They said an amendment to the existing investment law to annul the ceiling on foreign ownership should be put in place by the end of the year.
"The amendment to get an exemption to set up new banks with ownership that exceeds 50 percent is expected soon," said Rateb Shallah, chairman of the privately owned Bank of Syria and Overseas, in which Lebanon's BLOM has a 39 percent stake.
"It will open the opportunity for foreign banks to set up branches across the country," Shallah, who is also head of the Syrian Chambers of Commerce, told Reuters.
The 49 percent limit dates back to 2001, when Syria passed a law that ended four decades of state domination of the banking sector.

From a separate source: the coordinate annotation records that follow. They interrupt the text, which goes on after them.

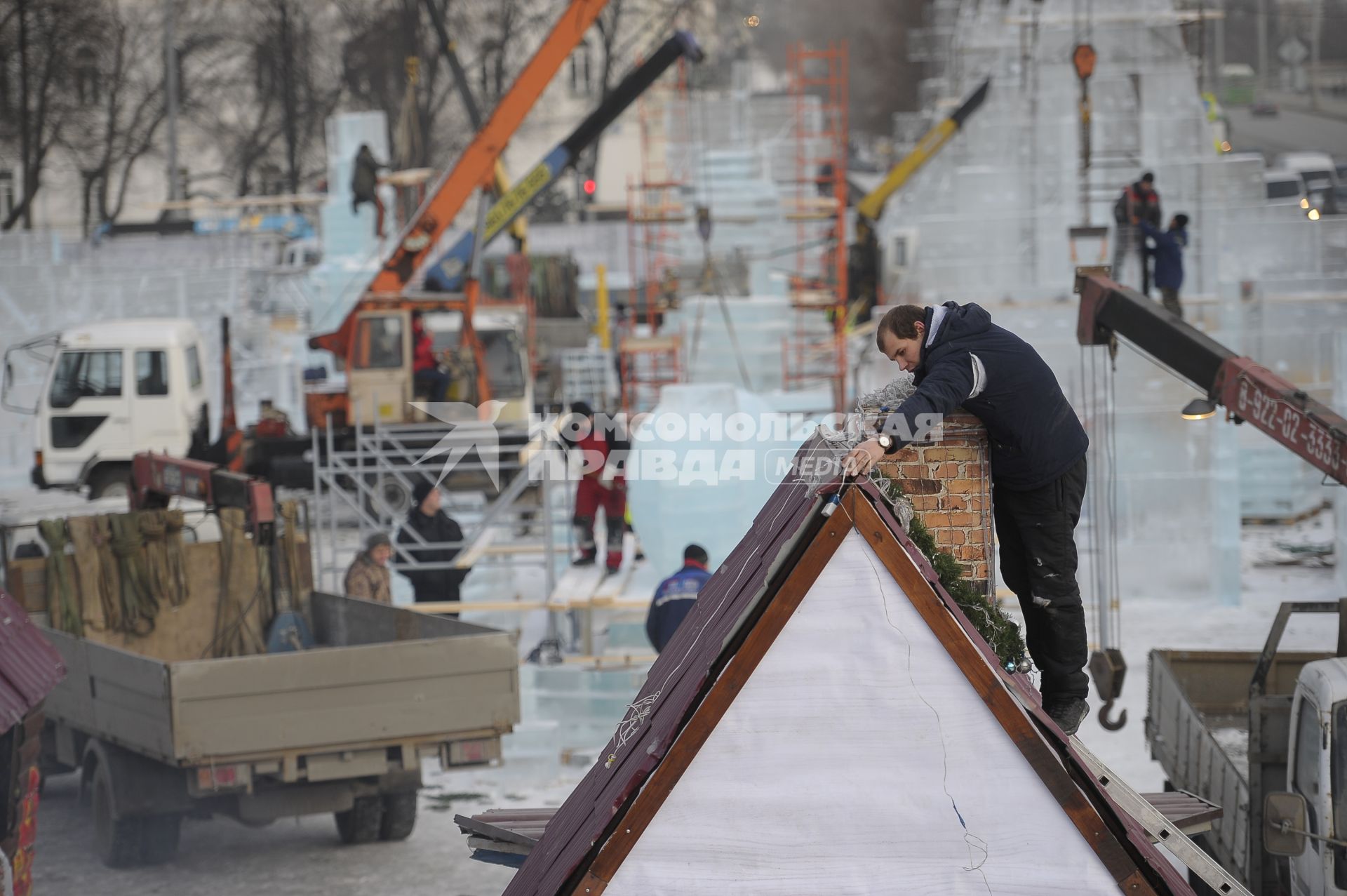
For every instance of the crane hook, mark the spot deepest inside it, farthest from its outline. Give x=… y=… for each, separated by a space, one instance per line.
x=1111 y=726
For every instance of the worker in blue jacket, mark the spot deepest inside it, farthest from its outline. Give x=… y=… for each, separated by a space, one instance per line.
x=675 y=596
x=1038 y=455
x=1168 y=253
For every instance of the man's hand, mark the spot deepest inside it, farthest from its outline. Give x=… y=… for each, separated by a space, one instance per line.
x=862 y=458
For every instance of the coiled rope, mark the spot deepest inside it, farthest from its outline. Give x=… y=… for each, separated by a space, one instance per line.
x=168 y=575
x=138 y=601
x=62 y=604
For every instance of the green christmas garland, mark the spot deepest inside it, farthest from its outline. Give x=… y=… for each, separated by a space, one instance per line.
x=1000 y=631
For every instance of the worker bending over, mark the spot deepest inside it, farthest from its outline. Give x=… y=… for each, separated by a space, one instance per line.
x=600 y=487
x=429 y=373
x=675 y=596
x=426 y=523
x=960 y=359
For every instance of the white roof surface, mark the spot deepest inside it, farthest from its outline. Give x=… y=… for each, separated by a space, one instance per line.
x=131 y=333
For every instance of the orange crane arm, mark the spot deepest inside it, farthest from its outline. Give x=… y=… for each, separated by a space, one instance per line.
x=478 y=161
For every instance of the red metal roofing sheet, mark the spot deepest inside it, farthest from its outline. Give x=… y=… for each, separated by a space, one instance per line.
x=30 y=666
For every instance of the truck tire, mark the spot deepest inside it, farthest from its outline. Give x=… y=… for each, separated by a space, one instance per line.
x=361 y=822
x=116 y=840
x=109 y=480
x=159 y=838
x=399 y=817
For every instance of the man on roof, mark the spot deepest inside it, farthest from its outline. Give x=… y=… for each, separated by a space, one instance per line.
x=960 y=359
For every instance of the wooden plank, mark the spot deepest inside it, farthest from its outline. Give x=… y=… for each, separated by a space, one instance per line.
x=313 y=721
x=718 y=700
x=1004 y=707
x=130 y=700
x=27 y=578
x=892 y=755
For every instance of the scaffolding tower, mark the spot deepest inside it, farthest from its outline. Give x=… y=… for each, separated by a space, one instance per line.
x=815 y=345
x=655 y=215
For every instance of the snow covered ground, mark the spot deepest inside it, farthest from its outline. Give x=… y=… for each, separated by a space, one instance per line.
x=221 y=857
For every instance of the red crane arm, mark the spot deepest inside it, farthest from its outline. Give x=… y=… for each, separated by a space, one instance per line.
x=1285 y=413
x=1250 y=391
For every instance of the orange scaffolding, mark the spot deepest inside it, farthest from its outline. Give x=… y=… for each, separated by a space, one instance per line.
x=815 y=345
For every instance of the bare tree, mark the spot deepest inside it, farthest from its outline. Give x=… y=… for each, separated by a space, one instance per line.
x=269 y=104
x=383 y=38
x=120 y=84
x=49 y=39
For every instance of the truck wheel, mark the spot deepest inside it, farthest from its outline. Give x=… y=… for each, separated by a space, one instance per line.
x=159 y=838
x=116 y=840
x=399 y=817
x=361 y=822
x=109 y=481
x=388 y=499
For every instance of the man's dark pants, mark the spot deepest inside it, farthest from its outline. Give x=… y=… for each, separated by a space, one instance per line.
x=1039 y=563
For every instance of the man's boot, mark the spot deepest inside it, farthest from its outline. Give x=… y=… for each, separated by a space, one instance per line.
x=1067 y=711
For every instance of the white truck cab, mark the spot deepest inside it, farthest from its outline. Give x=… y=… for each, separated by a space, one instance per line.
x=1316 y=771
x=505 y=348
x=112 y=389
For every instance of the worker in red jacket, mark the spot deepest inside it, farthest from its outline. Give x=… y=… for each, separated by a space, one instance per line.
x=430 y=379
x=598 y=487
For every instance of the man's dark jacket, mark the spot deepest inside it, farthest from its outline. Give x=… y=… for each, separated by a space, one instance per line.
x=1168 y=253
x=437 y=584
x=1033 y=433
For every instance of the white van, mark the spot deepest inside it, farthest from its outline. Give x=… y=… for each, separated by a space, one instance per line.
x=1284 y=187
x=112 y=389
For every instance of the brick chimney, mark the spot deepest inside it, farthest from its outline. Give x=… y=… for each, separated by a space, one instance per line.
x=950 y=486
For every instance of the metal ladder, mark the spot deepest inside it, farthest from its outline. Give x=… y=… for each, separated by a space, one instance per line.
x=1159 y=827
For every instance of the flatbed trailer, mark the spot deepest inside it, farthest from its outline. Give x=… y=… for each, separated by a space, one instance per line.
x=340 y=728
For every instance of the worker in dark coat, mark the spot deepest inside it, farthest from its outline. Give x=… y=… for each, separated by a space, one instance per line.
x=675 y=596
x=1168 y=253
x=430 y=376
x=427 y=523
x=364 y=186
x=1038 y=453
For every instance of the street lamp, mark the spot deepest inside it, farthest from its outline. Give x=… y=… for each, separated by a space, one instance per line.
x=1199 y=410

The changes are partly due to outside pressure on Syria to liberalise its economy, introduce democratic reforms and stop interfering in the internal affairs of neighbouring Iraq and Lebanon.
This week the UN Security Council passed a resolution ordering Syria to cooperate fully with a UN inquiry into the killing of a former Lebanese prime minister or face "further action".
The probe into the February killing of Rafik al-Hariri last month named senior Syrian officials as suspects.
Since the first private sector bank opened last year, foreign players have begun to rush into Syria to grab a slice of its large personal savings market, bankers say.
So far there are four private sector banks which operate as joint ventures between Syrian and foreign investors: Bank of Syria and Overseas, Banque Bemo-Saudi-Fransi, Bank Audi and International Trade and Finance.
Two other banks that also plan to open soon are Amman-based Arab Bank and Lebanon's Byblos.
Private banks now compete with the large state-owned Commercial Bank of Syria, which lacks their flexibility but still dominates government business.
Shallah said several other banks were awaiting the new law to enter the lucrative banking sector, which had $13.8 billion in total deposits at the end of 2004. Bankers say the banking system has a lot of potential for growth, with only 282 bank branches in a country of 18 million people, equivalent to one branch per 64,000 inhabitants compared to a regional average of one branch per 25,000 people.
Domestic savings alone are estimated to total $15 billion, with foreign currency almost four times that amount and mostly under-utilised.
Syria's private banks were all raising their capital beyond the compulsory $30 million and expanding their range of products and branches across the country, bankers say.